4 Priorities, 3 Focuses, 2 Promises, ONE Jersey.
Politics should be practical, not performative.
4 Priorities
St Helier North
This is a defining term for St Helier North.
Debate around the hospital has become a recurring theme in Jersey. For residents of St Helier North, it means construction traffic, uncertainty over public spending, and questions about when it will be delivered.
From Centrepoint nursery to Mont à l'Abbé, d'Auvergne, First Tower and Haute Vallée, this area educates over 1,500 children and young people, around one in every nine in Jersey's education system. Alongside the residents, the streets and the services, this is our shared constituency.
For St Helier North, these are my 4 commitments:
Safer roads. A School Routes Plan with clear pavements, crossings and delivery dates. Quarterly reporting on Overdale construction traffic. A bus review shaped by the people who use it.
Green space. Working with the new Constable to reopen underused land. Accessible playgrounds within reach.
Community space. A monthly drop-in surgery rotating across the constituency. No appointments. Just turn up.
Education for all. A Deputy who knows our schools and community, and treats education as the foundation.
3 Focuses
Every policy decision affects three things: People (who we are), Place (where we live), and Prosperity (how we thrive together). I'll measure my work in the Assembly against all three.
People
Jersey's economy runs on people, the nurses, the teachers, the accountants, the lawyers, the engineers, the entrepreneurs, the carers, the young people deciding whether to stay or leave. Get the conditions right for people, and everything else follows. Get them wrong, and no amount of economic policy will compensate.

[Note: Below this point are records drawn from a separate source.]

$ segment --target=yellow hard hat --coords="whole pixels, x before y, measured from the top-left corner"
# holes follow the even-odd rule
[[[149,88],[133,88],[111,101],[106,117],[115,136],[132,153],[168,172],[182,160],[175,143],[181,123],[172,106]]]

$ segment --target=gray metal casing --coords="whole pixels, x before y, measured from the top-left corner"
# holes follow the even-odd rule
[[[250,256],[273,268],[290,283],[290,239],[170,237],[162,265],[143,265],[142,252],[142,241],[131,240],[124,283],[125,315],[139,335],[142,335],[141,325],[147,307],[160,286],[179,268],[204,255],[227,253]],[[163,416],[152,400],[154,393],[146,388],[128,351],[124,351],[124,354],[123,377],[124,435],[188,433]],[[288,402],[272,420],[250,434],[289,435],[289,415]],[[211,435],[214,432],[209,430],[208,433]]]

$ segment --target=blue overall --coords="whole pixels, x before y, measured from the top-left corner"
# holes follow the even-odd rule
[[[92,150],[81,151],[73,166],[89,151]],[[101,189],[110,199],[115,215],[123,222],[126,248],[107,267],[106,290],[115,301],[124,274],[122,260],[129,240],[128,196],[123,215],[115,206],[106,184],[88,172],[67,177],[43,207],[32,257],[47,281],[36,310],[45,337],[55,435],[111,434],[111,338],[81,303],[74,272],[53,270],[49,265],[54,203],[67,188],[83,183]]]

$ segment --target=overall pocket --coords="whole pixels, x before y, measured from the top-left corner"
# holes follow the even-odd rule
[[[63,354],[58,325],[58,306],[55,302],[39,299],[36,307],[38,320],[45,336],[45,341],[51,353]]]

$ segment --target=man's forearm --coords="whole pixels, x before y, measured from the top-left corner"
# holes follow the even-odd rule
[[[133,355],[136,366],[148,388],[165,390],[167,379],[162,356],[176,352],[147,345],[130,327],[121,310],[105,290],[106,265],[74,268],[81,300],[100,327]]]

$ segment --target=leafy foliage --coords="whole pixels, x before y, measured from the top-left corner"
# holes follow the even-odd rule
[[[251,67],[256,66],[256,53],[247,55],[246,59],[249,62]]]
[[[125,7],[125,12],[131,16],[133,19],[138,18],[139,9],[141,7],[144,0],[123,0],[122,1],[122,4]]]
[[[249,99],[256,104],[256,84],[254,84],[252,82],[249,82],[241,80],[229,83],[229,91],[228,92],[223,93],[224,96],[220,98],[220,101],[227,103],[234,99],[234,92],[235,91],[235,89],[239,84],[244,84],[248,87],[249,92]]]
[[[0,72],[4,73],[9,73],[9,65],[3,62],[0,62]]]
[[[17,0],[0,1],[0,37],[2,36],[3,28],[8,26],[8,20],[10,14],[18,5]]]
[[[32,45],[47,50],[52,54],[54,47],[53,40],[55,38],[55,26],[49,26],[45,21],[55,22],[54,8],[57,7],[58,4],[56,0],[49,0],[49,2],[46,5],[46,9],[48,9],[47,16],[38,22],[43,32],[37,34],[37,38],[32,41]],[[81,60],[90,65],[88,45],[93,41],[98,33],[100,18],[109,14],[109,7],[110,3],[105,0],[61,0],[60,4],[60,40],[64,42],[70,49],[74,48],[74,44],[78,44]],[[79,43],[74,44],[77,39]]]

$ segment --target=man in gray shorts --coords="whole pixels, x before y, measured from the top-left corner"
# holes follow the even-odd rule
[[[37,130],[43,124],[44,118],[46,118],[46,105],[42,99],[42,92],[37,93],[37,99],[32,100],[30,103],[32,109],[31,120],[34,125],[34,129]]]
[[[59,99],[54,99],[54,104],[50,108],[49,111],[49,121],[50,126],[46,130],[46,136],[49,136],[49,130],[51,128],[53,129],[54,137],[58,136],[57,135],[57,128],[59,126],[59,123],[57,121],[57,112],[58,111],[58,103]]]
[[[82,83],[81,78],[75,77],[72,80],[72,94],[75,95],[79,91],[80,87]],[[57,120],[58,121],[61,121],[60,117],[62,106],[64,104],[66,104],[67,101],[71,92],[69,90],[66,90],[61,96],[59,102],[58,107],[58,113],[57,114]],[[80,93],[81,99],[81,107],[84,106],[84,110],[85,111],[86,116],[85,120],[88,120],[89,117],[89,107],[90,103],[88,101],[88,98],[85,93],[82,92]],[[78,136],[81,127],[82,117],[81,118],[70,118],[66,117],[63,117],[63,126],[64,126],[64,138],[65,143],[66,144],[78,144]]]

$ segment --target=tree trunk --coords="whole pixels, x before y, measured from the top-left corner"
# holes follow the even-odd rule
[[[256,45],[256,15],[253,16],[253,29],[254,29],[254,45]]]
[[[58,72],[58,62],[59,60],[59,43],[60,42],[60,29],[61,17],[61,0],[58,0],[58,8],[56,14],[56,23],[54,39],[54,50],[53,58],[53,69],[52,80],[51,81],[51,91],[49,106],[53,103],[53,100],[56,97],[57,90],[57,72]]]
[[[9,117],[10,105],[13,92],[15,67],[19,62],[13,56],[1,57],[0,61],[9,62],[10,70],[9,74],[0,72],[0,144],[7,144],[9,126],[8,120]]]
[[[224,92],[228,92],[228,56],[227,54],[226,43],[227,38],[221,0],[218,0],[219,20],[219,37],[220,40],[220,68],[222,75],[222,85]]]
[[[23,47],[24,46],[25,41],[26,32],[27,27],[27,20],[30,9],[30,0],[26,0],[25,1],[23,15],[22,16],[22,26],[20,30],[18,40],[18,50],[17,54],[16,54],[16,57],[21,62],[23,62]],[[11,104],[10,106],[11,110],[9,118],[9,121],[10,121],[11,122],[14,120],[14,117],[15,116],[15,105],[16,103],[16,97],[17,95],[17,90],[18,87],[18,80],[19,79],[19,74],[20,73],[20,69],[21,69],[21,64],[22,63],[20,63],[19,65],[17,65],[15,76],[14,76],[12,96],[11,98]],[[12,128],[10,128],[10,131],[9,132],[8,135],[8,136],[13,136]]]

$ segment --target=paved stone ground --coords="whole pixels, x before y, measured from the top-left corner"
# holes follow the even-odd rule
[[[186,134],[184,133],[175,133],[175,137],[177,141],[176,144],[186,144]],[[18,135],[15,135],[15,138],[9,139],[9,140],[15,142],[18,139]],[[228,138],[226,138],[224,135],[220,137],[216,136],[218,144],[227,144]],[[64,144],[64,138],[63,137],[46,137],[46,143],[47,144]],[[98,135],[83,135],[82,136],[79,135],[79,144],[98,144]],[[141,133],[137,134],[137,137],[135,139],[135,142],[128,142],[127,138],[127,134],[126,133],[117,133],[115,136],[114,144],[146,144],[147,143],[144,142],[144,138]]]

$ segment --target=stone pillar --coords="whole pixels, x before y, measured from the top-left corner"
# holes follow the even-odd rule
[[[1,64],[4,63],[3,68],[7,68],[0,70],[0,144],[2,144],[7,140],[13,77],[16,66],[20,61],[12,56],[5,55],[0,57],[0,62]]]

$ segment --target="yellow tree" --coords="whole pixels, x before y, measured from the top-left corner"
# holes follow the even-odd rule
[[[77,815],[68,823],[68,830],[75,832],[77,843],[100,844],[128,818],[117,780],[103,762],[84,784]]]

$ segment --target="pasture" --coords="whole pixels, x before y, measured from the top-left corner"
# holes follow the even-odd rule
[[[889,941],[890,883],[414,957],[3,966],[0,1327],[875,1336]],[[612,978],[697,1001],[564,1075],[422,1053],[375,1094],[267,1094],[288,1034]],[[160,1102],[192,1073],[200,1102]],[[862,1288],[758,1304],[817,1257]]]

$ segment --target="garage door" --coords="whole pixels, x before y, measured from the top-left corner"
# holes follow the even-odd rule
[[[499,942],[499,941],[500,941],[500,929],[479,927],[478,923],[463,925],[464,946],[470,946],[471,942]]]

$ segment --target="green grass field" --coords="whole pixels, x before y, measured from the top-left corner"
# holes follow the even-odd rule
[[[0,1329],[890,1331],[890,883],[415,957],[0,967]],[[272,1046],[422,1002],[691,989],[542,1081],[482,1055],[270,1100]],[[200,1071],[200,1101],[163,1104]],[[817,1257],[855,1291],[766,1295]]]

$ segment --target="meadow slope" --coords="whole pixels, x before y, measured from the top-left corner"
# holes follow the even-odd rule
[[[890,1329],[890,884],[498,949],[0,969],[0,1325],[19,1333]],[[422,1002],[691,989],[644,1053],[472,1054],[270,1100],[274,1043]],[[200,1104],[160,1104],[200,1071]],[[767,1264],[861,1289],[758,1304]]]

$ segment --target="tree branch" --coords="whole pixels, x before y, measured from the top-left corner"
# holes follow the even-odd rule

Childcare and early years that work for every family
Childcare in Jersey is not yet designed around the realities of working parents. That has to change. Families should not be priced out of the workforce, and children should not miss out on early years provision because of where their parents happen to work or what shift they happen to do.
A broader primary curriculum
Literacy and numeracy are essential, and we should keep improving them. But a primary curriculum fit for the next generation also needs science, arts, technology, critical thinking, and outdoor learning. Children learn to think by encountering the world in more than one dimension.
SEN, mental health, and the services our children and young people depend on
Faster SEN diagnosis. Clearer support for the teachers doing the work in the classroom every day. And a published mental health waiting time standard, so families know what to expect, and so the system is accountable for delivering it.
Delivering the Women's Health Strategy this term
A strategy is only as good as its implementation. The Women's Health Strategy needs to be delivered this term, not deferred into the next one.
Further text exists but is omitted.